At their Bonn meeting, G7 officials signed off on the "stability forum" proposed by Hans Tietmeyer, the Bundesbank president. The Tietmeyer plan, drawn up in response to the crisis sweeping through Asia, Russia and Latin America, foresees regular meetings of a group of around 40 of the world's financial supervisory experts.
"The central idea is that existing institutions and organisations work together, and that is why I am proposing the establishment of a worldwide stability forum," he said yesterday. The forum would examine the extent to which existing rules calling for disclosure of information and on minimum standards, were being met.
This would help the International Monetary Fund to examine countries' positions in a more targeted fashion to see if improvement was needed, and also give it guidelines on how to publish the results.
The "stability forum" falls far short, though, of what some European countries, especially Germany and France, were hoping for. Paris and Bonn have been pushing for the creation of a supranational body to "co- ordinate" action against speculators, whereas the US was not prepared to approve anything beyond a "monitoring" role.
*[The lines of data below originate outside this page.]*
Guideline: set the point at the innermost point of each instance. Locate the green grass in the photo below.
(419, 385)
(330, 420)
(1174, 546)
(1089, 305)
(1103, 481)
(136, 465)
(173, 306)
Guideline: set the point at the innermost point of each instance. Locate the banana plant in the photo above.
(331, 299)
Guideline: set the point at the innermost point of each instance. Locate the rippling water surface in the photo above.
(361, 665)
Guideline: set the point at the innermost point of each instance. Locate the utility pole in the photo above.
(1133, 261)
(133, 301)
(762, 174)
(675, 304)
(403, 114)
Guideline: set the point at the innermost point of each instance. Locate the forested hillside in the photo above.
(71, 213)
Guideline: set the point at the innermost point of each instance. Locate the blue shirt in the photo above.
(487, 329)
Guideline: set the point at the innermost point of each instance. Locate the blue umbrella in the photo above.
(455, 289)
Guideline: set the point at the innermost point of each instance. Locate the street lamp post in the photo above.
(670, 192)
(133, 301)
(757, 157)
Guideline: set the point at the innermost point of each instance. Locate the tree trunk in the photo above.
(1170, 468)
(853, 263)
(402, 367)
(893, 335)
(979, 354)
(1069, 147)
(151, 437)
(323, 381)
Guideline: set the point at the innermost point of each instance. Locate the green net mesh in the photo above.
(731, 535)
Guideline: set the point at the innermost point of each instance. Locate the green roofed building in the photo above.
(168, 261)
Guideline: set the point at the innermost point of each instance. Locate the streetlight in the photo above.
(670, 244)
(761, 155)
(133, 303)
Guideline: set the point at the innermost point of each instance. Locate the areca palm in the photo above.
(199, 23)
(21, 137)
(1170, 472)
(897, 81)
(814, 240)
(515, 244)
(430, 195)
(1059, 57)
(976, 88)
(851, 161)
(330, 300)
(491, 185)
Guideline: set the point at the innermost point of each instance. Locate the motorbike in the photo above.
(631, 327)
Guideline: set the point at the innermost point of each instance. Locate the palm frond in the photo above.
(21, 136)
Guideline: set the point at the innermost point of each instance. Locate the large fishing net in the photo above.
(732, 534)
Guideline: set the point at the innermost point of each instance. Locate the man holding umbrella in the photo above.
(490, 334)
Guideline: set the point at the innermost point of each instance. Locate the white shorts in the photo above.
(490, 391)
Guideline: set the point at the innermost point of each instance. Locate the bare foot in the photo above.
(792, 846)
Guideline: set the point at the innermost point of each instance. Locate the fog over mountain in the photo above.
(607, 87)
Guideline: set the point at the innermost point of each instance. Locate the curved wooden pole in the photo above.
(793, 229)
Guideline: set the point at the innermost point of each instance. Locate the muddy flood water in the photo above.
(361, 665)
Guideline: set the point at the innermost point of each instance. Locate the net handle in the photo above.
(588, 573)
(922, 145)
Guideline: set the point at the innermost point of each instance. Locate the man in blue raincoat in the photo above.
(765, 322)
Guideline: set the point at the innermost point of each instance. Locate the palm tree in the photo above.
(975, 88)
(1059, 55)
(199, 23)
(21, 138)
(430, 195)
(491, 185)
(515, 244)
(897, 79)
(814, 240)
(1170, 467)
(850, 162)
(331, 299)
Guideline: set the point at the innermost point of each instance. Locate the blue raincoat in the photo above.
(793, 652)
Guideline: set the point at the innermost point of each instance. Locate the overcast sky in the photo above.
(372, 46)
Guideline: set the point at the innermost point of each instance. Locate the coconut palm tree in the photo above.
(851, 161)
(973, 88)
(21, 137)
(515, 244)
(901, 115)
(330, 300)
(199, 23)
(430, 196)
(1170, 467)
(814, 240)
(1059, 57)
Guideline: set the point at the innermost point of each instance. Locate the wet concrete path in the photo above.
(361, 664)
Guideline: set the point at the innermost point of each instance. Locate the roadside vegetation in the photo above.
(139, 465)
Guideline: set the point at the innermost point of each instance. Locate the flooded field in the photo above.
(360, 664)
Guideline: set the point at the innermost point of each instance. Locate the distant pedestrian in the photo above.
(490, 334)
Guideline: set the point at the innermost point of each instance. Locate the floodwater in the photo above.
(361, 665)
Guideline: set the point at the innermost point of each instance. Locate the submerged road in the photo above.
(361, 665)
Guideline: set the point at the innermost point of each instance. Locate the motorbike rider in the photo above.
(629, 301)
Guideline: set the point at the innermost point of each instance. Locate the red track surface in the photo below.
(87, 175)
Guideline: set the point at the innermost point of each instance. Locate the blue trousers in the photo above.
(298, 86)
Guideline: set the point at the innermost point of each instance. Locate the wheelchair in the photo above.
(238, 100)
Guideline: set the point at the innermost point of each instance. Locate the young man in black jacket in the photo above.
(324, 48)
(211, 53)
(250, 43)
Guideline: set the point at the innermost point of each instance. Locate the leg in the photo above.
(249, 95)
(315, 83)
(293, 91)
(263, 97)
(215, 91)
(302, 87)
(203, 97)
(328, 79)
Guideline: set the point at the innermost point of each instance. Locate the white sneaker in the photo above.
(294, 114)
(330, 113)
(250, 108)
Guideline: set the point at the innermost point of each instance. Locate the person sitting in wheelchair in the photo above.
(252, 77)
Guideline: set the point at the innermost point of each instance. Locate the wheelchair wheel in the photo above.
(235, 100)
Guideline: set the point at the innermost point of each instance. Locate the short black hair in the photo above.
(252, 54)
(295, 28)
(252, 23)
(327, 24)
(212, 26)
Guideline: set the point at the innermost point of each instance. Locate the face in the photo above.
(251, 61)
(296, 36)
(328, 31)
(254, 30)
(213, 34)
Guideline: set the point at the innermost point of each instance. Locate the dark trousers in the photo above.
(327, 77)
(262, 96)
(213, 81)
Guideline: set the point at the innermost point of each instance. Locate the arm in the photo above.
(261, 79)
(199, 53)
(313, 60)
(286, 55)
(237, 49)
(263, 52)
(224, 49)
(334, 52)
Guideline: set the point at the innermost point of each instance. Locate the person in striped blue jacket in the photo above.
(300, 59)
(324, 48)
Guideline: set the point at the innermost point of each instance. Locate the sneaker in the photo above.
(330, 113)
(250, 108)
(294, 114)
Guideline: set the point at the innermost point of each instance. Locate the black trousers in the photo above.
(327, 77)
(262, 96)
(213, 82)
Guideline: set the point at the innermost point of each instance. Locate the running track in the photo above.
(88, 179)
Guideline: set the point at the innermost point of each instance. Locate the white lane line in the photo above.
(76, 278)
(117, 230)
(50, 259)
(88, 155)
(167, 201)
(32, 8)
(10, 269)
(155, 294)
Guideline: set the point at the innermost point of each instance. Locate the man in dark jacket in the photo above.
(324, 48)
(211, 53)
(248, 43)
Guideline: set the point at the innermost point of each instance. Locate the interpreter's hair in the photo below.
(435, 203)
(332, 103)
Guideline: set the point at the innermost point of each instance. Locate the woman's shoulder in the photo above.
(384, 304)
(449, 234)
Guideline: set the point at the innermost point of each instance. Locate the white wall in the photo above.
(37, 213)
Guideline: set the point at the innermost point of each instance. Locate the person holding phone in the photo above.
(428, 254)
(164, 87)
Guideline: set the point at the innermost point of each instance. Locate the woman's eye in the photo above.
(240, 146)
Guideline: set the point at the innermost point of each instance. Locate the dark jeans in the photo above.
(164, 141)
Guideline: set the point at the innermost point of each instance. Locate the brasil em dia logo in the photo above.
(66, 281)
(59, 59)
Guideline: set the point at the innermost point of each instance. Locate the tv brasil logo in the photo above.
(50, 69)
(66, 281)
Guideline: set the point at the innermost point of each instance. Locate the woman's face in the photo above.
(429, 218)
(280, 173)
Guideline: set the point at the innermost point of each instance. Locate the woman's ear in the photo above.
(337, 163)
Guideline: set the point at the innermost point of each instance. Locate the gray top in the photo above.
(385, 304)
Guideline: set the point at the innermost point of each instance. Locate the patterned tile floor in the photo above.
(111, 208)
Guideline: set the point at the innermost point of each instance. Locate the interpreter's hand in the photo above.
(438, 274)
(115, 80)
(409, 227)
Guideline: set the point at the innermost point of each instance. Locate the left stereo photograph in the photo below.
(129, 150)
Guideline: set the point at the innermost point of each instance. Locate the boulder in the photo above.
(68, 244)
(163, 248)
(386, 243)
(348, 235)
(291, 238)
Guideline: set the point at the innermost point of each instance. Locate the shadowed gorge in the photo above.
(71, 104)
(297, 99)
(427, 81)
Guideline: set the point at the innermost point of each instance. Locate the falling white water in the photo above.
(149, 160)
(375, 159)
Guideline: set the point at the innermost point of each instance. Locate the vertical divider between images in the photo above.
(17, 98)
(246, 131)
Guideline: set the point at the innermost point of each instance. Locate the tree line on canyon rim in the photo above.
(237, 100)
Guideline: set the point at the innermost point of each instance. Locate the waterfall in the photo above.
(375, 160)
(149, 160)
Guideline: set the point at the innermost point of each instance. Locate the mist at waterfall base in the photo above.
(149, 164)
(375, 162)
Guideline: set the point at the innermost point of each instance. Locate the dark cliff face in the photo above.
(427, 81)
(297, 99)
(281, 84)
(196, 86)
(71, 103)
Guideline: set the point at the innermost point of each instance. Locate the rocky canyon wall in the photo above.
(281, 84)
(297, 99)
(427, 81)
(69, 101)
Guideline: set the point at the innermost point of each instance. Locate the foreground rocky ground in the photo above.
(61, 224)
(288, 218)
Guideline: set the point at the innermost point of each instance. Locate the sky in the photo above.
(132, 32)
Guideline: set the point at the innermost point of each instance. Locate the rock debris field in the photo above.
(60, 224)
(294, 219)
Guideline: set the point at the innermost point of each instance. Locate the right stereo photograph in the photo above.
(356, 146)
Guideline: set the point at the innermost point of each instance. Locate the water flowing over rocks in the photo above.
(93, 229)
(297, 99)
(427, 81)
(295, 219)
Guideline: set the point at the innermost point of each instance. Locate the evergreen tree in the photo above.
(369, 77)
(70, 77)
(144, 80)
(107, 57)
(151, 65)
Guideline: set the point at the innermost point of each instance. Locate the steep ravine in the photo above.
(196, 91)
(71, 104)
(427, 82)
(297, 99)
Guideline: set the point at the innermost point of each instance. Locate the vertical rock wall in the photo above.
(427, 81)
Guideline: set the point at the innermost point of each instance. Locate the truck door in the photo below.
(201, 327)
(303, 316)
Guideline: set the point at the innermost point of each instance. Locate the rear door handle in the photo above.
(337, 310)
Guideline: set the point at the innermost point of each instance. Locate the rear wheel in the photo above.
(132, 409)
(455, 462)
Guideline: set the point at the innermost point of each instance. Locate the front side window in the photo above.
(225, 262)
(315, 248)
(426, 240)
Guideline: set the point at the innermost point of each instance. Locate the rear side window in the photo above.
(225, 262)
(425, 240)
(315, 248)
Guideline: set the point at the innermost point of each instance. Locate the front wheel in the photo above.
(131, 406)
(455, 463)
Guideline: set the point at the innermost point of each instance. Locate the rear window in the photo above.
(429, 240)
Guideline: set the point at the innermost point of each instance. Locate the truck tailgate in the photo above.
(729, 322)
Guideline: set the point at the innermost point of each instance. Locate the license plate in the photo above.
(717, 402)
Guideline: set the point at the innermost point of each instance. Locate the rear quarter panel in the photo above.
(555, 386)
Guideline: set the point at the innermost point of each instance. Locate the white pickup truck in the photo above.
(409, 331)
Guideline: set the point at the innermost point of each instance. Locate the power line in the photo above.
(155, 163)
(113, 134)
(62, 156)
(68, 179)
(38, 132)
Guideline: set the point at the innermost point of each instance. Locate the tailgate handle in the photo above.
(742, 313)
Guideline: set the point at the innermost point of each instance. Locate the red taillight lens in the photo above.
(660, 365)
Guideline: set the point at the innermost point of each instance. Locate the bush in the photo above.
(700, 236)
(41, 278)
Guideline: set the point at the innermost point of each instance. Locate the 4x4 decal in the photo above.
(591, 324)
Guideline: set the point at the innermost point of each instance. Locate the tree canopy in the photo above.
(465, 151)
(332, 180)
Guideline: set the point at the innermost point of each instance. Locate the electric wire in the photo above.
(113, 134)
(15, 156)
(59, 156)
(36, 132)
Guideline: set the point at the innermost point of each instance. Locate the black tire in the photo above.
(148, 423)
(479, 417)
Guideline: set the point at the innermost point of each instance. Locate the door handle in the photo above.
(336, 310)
This is not the only fault line running through the G7. The US Treasury secretary, Robert Rubin, has sided with Germany's left-leaning Finance Minister, Oskar Lafontaine, in the increasingly acrimonious row over interest rates. The US and Germany are equally alarmed by the economic slowdown in Europe, with both advocating Keynesian methods to boost domestic demand to kick-start growth. But attempts to dictate interest rates, as Mr Lafontaine has done, are strongly resisted by the European Central Bank.
Also on the agenda of yesterday's meeting was the proposal by Britain's Chancellor, Gordon Brown, to write off pounds 50bn of Third World debt.
While ideologically warmer to this suggestion than its predecessors, the new German government continued to have misgivings about suggestions that the donors' largesse should be partly financed by the sale of some of the IMF's gold reserves.